Thoughts On Infertility--Part 1
I don’t care much for the infertility industry, and let me say right up front that I know some of you are deeply grateful to it for helping you create your precious child. I love kids too. I simply don’t care for the business that infertility has become. My first issue with infertility clinics is their utter lack of interest when it comes to approaches less drastic than all the tests, hormones, and surgical procedures. Part of the problem is the gynecologists themselves. Largely because of malpractice fears (their premiums are breathtaking), gynecologists follow the straight and narrow menu of high-tech fertility enhancers. However, it’s worth mentioning too that infertility centers are businesses that wouldn’t make as much money offering nutritional counseling as they do by performing in vitro fertilization.
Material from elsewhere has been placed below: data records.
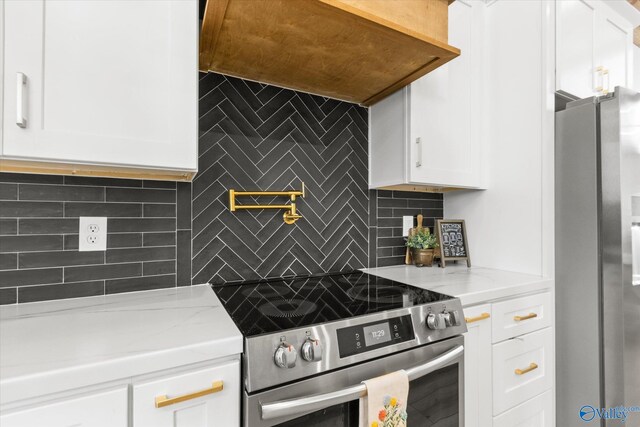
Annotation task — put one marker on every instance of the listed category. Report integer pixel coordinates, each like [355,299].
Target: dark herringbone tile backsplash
[258,137]
[252,137]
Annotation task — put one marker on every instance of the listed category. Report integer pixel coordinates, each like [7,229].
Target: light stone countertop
[473,285]
[48,347]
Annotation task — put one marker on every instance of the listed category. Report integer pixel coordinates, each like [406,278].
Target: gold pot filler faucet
[290,216]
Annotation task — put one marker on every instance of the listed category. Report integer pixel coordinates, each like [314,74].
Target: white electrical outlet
[407,223]
[92,235]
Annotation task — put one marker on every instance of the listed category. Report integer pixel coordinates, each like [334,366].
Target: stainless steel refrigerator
[598,257]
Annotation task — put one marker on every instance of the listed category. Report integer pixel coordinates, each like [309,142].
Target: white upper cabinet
[101,82]
[594,48]
[575,48]
[428,134]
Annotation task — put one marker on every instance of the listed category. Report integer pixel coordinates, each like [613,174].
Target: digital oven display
[376,334]
[371,336]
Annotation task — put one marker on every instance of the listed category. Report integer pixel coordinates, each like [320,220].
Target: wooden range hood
[354,50]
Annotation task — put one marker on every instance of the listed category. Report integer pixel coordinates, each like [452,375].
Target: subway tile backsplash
[166,234]
[39,257]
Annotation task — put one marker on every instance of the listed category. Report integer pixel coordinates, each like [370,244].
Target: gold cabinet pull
[477,318]
[162,401]
[531,367]
[528,316]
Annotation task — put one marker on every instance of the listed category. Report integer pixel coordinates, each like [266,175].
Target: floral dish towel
[386,400]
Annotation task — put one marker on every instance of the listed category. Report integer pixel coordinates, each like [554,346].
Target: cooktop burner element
[272,306]
[287,308]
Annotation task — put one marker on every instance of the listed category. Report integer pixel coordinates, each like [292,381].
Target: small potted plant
[422,244]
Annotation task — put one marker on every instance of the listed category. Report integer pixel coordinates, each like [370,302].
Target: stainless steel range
[310,342]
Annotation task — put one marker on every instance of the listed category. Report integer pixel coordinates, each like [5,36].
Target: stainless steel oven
[436,390]
[310,342]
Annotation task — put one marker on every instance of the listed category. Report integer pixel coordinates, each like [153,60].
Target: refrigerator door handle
[635,254]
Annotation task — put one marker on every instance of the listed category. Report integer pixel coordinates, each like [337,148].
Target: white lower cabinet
[536,412]
[509,362]
[477,366]
[219,407]
[103,409]
[522,369]
[206,395]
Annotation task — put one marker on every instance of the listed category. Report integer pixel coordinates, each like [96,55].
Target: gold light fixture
[290,216]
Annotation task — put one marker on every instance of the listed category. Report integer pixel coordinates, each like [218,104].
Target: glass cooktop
[275,305]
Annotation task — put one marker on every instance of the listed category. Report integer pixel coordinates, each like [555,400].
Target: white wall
[636,68]
[510,225]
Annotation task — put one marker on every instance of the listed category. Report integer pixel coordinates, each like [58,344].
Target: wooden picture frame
[444,230]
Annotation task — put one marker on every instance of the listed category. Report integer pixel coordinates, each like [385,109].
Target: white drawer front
[521,315]
[522,368]
[537,412]
[221,408]
[104,409]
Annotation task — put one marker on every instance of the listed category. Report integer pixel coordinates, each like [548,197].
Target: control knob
[311,350]
[285,356]
[452,318]
[436,321]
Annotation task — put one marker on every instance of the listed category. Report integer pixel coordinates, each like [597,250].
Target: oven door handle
[285,408]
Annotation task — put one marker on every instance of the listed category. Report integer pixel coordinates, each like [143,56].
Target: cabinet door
[613,50]
[477,366]
[105,82]
[444,108]
[107,409]
[221,408]
[537,412]
[575,38]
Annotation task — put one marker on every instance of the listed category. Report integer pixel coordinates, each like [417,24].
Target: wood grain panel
[428,17]
[48,168]
[326,47]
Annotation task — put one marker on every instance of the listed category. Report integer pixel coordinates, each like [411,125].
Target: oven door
[436,391]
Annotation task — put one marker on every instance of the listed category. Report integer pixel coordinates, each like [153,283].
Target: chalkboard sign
[452,238]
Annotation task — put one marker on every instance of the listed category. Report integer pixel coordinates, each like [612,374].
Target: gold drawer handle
[477,318]
[528,316]
[162,401]
[531,367]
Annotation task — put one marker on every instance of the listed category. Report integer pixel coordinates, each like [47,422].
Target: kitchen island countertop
[48,347]
[473,285]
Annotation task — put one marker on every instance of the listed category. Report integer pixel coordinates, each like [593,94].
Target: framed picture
[452,238]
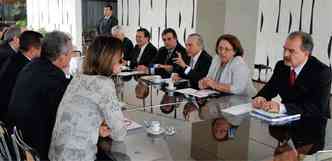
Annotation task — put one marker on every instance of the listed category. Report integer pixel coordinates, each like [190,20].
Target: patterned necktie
[192,63]
[169,55]
[292,78]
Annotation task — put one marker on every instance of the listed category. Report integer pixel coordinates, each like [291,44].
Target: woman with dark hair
[90,102]
[228,72]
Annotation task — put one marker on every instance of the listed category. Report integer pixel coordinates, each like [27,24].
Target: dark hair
[2,26]
[170,30]
[109,6]
[307,42]
[55,44]
[234,41]
[145,31]
[98,60]
[30,39]
[11,33]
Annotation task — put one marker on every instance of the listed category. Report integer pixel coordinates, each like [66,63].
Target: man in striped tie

I’ve never been pleased with the one-size-fits-all mentality at these clinics. Every woman gets the same blood tests (and there are plenty of them), x-rays, ultrasounds, and so forth. There is far less individual treatment than I’d endorse. Plus, with each test stress levels soar. Some tests can be quite uncomfortable, and for many women each appointment spikes anxiety as they await test results. Looking at waiting room photos of couples holding their babies, many women agonize “Why not me?”
Which leads me to the second issue with these clinics: they don’t seem to acknowledge the role of stress in infertility. From the moment you decide to use a fertility specialist, your stress level escalates, and to a far greater degree than when you were simply worried because you weren’t getting pregnant. The costs alone are enough to ramp up mental and emotional strain, especially if you don’t have precisely the right kind of health insurance.
On the home front, the full range of your infertility work-up can come to dominate your life. Dinnertime conversation centers on pregnancy and your desk is covered with temperature charts and medical bills, while your body is swimming in high doses of the same hormones farmers use to increase livestock production. A calendar replaces both love and lust as the cue for having sex, and you might even find yourself saying things to your loved one like “I told you not to wear Jockey shorts. They can lower your sperm count!” and “I don’t care how horny you are. You’ll wait until Thursday when I’m ovulating.”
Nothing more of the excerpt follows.